Aussi Chagall parvint-il à force de discrétion laborieuse, à entretenir sa pratique picturale qui manifesta son propos vastement poétique. Et donc, il en conçut une poésie visuelle qu’il faut savoir approcher naïvement, pour la goûter sans trop de recul. On y entre sans y chercher trop loin des symboliques souvent fantasiées et outrancières. D’aucuns critiques ne les cherchent-ils pas dans leur bibliothèque sous la main, plutôt que dans les oeuvres mêmes.

Nous voulons dire que, dans les oeuvres naïves, les sentiments au vif seraient souvent éveillés dans le regardeur, par les flux colorés eux-mêmes assez brutaux ou francs. Plutôt que ces sentiments seraient conduits par les figures représentées. Ainsi, comme on ose un franc-parler, Chagall et Van Gogh osèrent aussi une sorte de franc-peindre de la couleur simple directe et puissante, en un mot : primaire.

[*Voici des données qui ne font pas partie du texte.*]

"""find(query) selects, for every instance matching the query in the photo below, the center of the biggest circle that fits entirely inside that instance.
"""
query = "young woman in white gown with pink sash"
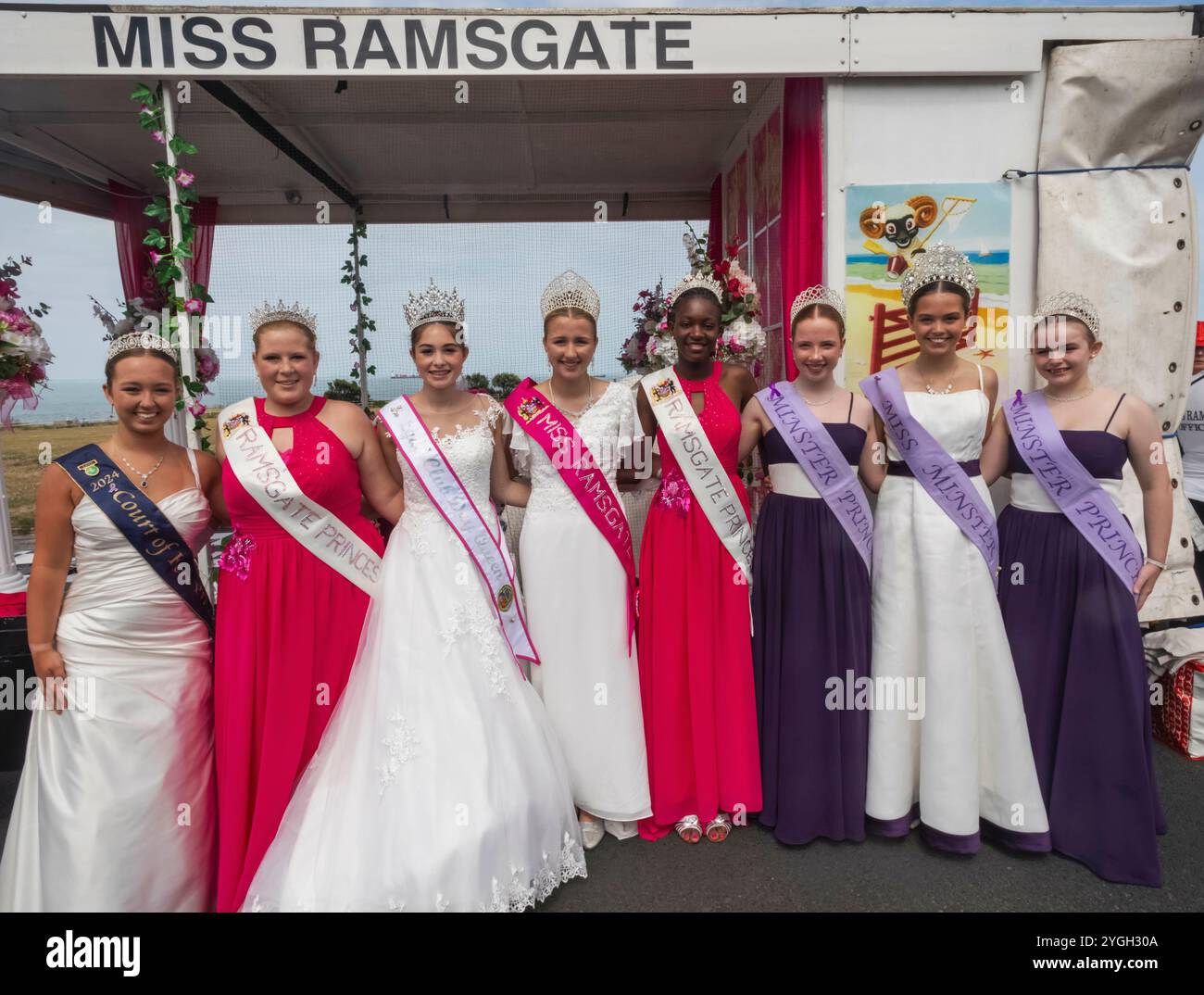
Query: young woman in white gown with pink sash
(570, 435)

Et c’est ce que nous retenons de l’art de Chagall, qu’il semble assez parent de celui de Van Gogh. Ces deux peintres nous disent que la vue ou la vision est un sens comme le toucher, qui sait générer des flux tournevirants ou des "thunderbolts" qu’on pourrait nommer des sentiments. Et qu’ils peuvent faire basculer des vies dans l’ailleurs, par le dépassement amoureux, ou par la grande réflexion sur le temps qui passe. Quand tous les souvenirs restent étampés sur le fond d’oeil, et dans la mémoire des visages aimés ou aimants disparus.

C’est une peinture simple qui resta et qui grandit, dans les bas-côtés des grands flux parliers des théories artistiques qui firent le siècle. Et qu’elle insista plus encore en dépit des accusations d’"art dégénéré" par qui vous savez. Mieux encore, c’est la modernité brutale et écrasante qui sut accentuer, paradoxalement, ce potentiel nostalgique dans cette peinture si différente. Ce qui veut dire cette leçon de Chagall. Que celui qui peindrait sans se préoccuper de ce que la foule ou les élites en diraient, s’il est sincère, il parviendra toujours à se faire entendre au milieu du plus buissonnant concert des "granditeux" rabelaisiens.

Cette peinture de Chagall est donc poétique, non pas pour les quelques bluettes savantes et légères qu’on y voit. Mais pour la raison suffisante qu’elle sait transfigurer le malheur et la misère en un bonheur de vivre et d’avoir vécu le film de sa vie.